A round the planner might emit (the PlanRound schema):

PlanRound(
    reasoning="The two headcounts are independent → run them in parallel.",
    tasks=[
        Task(tool="research", kwargs={"task": "Apple headcount 2024"},  parallel=True),
        Task(tool="research", kwargs={"task": "Google headcount 2024"}, parallel=True),
    ],
    done=False,
)
# next round: Task(tool="math", ...) to sum them, then Task(tool="writer", ...)

The planner's system prompt does not hardcode worker names — ReplanEngine injects the available tool schemas and the accumulated history into every planner call dynamically.

Checkpoint & resume¶

For long or expensive pipelines, pass store= and checkpoint_key= to persist round state after every round. Pass resume=True to continue from the last checkpoint on the next call.

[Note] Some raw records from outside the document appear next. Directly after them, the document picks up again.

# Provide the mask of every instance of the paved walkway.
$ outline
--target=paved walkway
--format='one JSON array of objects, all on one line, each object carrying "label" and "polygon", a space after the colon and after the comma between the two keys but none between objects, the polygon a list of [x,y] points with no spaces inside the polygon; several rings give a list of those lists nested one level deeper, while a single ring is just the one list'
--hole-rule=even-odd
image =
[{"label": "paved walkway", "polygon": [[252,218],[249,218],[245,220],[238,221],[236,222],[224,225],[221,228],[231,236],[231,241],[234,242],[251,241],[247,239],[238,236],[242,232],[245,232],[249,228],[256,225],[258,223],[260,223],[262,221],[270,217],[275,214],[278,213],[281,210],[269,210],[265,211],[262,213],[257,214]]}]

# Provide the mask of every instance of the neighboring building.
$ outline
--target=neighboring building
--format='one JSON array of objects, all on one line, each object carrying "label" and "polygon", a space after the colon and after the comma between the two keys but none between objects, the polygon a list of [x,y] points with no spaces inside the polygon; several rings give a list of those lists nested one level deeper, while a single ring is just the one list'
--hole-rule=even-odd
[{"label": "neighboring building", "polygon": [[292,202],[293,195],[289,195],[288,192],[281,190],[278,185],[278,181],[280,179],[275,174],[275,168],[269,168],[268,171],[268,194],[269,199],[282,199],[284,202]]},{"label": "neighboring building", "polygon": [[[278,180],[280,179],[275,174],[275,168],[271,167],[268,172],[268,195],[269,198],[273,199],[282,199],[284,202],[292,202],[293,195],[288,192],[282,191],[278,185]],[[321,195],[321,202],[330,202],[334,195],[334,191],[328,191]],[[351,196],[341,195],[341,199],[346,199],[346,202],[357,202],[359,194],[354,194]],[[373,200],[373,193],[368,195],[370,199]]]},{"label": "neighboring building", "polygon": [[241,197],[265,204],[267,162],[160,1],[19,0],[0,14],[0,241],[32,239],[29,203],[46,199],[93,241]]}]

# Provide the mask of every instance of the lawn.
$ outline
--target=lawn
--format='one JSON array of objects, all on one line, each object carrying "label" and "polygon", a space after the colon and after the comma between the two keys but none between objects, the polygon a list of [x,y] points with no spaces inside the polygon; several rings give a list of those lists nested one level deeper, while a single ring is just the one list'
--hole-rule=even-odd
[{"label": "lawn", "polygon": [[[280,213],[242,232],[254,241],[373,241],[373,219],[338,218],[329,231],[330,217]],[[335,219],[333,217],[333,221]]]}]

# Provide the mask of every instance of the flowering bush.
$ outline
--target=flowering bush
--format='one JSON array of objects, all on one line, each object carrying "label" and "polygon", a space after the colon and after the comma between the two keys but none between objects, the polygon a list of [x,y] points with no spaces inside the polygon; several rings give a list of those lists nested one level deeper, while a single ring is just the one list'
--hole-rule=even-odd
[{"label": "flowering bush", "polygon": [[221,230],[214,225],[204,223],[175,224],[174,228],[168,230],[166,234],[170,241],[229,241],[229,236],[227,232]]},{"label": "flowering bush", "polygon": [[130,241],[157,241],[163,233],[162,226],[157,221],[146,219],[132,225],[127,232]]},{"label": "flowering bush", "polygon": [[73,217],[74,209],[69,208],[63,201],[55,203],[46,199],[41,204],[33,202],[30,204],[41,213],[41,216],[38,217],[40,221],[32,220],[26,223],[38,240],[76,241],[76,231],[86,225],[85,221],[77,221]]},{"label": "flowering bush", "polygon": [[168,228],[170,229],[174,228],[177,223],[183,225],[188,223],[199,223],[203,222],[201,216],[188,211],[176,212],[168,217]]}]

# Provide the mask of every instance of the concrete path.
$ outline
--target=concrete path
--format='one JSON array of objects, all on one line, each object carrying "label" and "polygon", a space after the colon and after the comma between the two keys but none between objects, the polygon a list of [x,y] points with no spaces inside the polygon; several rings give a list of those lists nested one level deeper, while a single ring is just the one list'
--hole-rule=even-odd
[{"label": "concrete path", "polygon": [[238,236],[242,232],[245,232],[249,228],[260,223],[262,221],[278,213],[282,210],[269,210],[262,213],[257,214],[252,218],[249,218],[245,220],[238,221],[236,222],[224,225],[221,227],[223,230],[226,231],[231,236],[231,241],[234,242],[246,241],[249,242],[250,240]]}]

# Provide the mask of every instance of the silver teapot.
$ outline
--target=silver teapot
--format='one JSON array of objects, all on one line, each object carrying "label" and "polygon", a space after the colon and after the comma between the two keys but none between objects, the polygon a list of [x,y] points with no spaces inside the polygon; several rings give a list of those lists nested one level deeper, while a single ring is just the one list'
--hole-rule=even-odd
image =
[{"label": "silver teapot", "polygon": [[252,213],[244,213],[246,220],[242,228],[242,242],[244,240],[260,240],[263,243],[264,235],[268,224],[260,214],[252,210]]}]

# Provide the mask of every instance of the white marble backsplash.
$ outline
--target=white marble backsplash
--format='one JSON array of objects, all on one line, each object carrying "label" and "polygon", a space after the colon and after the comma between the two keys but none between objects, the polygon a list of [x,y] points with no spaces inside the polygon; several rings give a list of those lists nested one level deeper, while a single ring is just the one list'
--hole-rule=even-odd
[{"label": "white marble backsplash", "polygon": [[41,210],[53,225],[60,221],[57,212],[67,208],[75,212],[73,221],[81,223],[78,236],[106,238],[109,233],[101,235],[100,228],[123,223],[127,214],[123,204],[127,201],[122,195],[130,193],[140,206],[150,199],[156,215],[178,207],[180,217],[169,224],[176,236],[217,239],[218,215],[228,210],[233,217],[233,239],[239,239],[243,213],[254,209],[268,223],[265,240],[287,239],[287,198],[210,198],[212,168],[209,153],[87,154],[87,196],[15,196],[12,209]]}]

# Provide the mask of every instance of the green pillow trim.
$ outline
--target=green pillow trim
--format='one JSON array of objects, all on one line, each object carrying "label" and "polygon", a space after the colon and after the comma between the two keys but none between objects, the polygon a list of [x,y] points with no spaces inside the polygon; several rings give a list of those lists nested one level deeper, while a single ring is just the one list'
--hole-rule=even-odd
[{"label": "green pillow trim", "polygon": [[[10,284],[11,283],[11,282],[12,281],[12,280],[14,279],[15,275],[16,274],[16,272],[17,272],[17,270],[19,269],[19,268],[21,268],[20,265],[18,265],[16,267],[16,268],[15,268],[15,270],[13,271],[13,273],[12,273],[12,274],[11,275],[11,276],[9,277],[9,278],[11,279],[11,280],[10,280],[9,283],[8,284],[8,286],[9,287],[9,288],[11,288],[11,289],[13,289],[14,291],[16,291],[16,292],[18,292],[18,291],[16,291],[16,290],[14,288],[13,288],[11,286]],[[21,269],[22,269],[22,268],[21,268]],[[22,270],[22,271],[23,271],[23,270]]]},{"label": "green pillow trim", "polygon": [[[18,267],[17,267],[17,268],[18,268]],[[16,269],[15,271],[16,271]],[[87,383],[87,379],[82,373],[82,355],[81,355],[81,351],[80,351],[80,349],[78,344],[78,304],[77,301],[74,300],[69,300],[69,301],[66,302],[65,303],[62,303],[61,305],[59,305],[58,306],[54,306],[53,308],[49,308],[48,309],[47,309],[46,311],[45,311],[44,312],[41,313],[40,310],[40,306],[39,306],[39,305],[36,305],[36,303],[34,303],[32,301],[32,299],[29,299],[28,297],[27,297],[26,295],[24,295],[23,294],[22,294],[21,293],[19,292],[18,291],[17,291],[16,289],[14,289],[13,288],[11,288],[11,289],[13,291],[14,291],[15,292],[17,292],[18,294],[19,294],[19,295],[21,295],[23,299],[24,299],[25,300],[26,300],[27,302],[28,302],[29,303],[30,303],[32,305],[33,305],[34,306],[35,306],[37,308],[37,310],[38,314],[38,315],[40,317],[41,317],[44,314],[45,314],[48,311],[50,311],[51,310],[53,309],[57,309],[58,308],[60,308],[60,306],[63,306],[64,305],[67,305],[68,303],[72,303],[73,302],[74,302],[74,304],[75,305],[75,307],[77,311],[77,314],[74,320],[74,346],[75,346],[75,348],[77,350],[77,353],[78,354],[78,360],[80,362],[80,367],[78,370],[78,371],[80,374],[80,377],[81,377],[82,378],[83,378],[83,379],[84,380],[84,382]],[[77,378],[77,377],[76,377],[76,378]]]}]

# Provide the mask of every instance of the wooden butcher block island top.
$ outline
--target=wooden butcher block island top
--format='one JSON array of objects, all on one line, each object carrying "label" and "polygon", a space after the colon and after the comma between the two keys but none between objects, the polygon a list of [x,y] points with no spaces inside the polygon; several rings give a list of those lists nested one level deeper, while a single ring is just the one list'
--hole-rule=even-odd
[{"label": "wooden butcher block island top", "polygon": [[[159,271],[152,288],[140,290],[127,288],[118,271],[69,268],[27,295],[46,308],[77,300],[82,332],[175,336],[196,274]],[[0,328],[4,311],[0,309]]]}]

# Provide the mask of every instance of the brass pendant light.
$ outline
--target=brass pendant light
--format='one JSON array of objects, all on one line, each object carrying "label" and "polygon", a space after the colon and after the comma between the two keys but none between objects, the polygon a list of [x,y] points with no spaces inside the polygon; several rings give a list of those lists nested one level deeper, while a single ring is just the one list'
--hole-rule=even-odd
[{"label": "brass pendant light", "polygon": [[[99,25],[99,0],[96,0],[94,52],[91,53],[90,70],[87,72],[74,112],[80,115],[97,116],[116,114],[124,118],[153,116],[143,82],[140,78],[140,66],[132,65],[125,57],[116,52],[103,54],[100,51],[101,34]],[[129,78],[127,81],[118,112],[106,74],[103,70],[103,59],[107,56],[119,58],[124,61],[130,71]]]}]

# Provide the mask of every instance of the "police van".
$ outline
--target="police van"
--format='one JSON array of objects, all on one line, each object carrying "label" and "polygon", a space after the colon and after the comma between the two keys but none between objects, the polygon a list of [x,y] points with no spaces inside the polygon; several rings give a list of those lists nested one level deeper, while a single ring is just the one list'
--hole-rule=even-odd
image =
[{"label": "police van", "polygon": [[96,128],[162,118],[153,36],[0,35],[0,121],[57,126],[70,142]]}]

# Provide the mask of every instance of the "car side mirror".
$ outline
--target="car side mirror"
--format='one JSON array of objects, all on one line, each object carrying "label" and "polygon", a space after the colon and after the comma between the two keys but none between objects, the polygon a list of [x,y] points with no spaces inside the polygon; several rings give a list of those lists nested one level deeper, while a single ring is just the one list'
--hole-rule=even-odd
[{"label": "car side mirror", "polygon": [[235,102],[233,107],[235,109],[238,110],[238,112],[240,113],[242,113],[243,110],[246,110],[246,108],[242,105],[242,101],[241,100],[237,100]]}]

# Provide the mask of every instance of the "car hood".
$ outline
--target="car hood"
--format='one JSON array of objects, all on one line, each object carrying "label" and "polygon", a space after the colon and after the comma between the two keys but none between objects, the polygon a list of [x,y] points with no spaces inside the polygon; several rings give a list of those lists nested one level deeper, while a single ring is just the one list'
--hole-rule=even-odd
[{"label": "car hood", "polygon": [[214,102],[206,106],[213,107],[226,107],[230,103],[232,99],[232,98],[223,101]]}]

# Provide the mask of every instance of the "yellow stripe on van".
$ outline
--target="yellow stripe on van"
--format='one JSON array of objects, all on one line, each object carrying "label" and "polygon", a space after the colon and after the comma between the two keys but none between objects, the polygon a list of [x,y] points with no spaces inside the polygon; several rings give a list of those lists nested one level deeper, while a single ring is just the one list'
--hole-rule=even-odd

from lazybridge import Agent, ReplanEngine, Store

store = Store(db="project.sqlite")

guardian = Agent(
    engine=ReplanEngine(
        store=store,
        checkpoint_key="report-apple-google",   # unique key per run
        resume=True,                             # continue from the last checkpoint
        max_rounds=20,
    ),
    tools=[planner, research, math, writer],
    name="guardian",
)

guardian("…the long query…")     # first session — checkpoints each round
guardian("continue")             # resumes from the last completed round

Semantics match Plan:

The store alone does nothing — persistence is keyed on checkpoint_key. Without it, every run is in-memory.
The first call claims the key via compare-and-swap.
With resume=False, a second run against a key already held by another run raises ConcurrentPlanRunError — fail-fast, single-writer. Use a unique checkpoint_key for a fresh concurrent run.
With resume=True, a second call adopts the existing checkpoint instead of raising (it stamps its own run_uid). This is what lets you resume your own crashed or paused run — but it is not a concurrency guard: do not point two resume=True workers at the same key, or the adopter will preempt the still-running one, which then loses its next checkpoint CAS. Give each concurrent run its own checkpoint_key.
A completed run (status="done") short-circuits on the next resume=True call and returns the cached final_answer immediately.

Termination & safety¶

max_rounds is the safety net for bad termination logic. If the planner keeps emitting done=False, the loop bails after this many rounds. Set it defensively.
done=True requires final_answer. ReplanEngine rejects a done round with a None answer before writing a permanent done checkpoint — otherwise every future resume=True call would short-circuit with an empty payload.
Pathological case: a planner that emits done=False with an empty task list spins until max_rounds. Mitigate by steering the planner to set done=True with a final_answer when no tasks remain.